CanDo4Kids
- Founded: 1874
- Founder: William Townsend
- Type: Charity
- Location: 28 King George Ave, Hove;
- Region served: South Australia
- Product: Services for children with sensory impairment
- Volunteers: 100+
- Website: www.cando4kids.com.au

= CanDo4Kids =

Australian charitable organization

CanDo4Kids is South Australia's oldest charity and works directly with children and young adults with sensory impairment disabilities, such as blindness and deafness, by focusing on what children "can do" and helping them to reach their full potential. Formerly known as Townsend House, the charity was founded in 1874 by William Townsend MP.

==History==
Founded in 1874 as the South Australian Institution for the Blind, Deaf and Dumb (Inc.) by William Townsend, later changed to Townsend House, the charity opened its doors to five blind and two deaf students. William Townsend, the founder, after two terms in office as Mayor of Adelaide, set about fulfilling his ambition to establish a "Blind Asylum in the City of Adelaide". He was the chairman of its committee from 1875 until his death in 1882. Funds were raised by public subscription.

The building, located in the southern suburb of Hove, was commissioned by Townsend and designed in Gothic style by noted architect (also a mayor of Adelaide and parliamentarian) Thomas English.
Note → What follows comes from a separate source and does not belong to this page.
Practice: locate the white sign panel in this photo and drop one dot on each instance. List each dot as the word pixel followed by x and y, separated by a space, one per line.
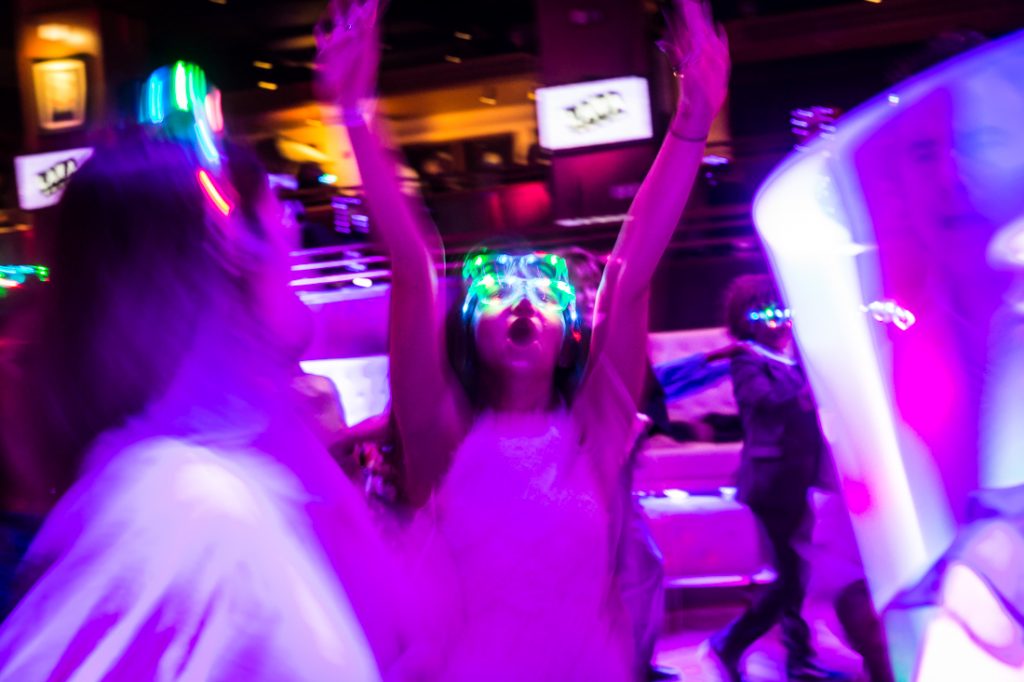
pixel 595 113
pixel 41 177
It was built in 1878 as the South Australian Institution for the Blind, Deaf and Dumb, Brighton, later renamed Townsend House. It is heritage-listed on the South Australian Heritage Register.

In 1970, the Townsend House Schools for Deaf and Blind Children were divided into a state government-run day school called South Australian Schools for Deaf and Blind Children, and a residential home called Townsend House for Deaf and Blind Children. The home was run by a private committee, and provided residential care for vision and hearing impaired children until 1999, when it closed.
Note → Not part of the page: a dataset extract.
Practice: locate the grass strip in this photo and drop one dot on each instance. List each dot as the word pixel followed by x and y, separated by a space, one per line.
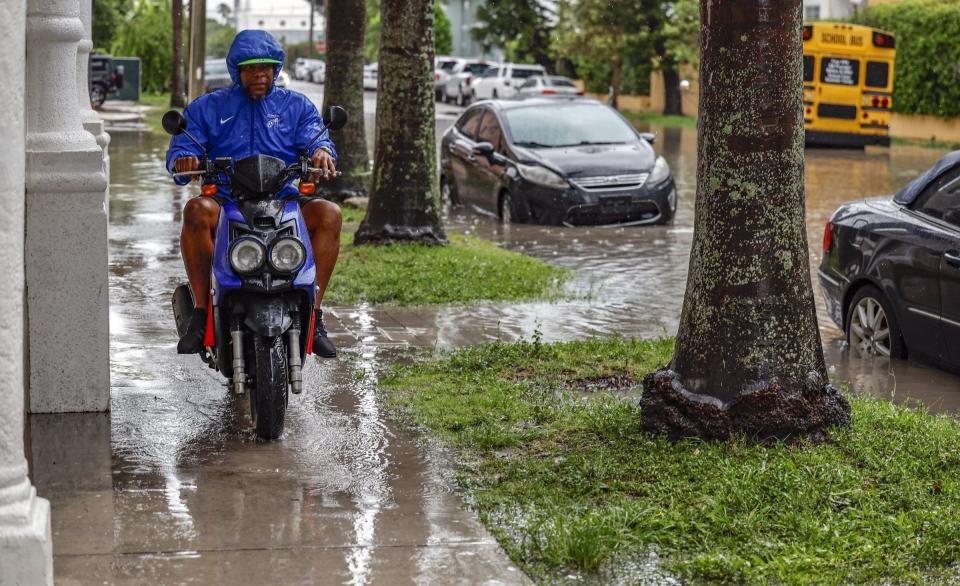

In 2019, the Cora Barclay Centre merged with Can:Do 4Kids, Townsend House, continuing their services as a specialist program.

==Services==

CanDo4Kids offers services to children and young adults including: speech pathology, early intervention, occupational therapy, family support, assistive technology, youth work, recreation auditory processing disorder intervention, auditory verbal therapy, mentor programs and counselling. All services are provided free of charge to children and young adults who are deaf, blind or who have a sensory impairment. CanDo4Kids works with children and young adults up to 25 years and their families.

Funding for CanDo4Kids is raised through sponsorship, donations, bequests, grants, lotteries, events and property development, with 30 per cent of overall funding coming from the Government. CanDo4Kids is an affiliated with Charity Direct, an organisation that promotes ethical fund raising behaviour.

CanDo4Kids has clinics at Colonnades Shopping Centre at Noarlunga and on Port Road at Hindmarsh.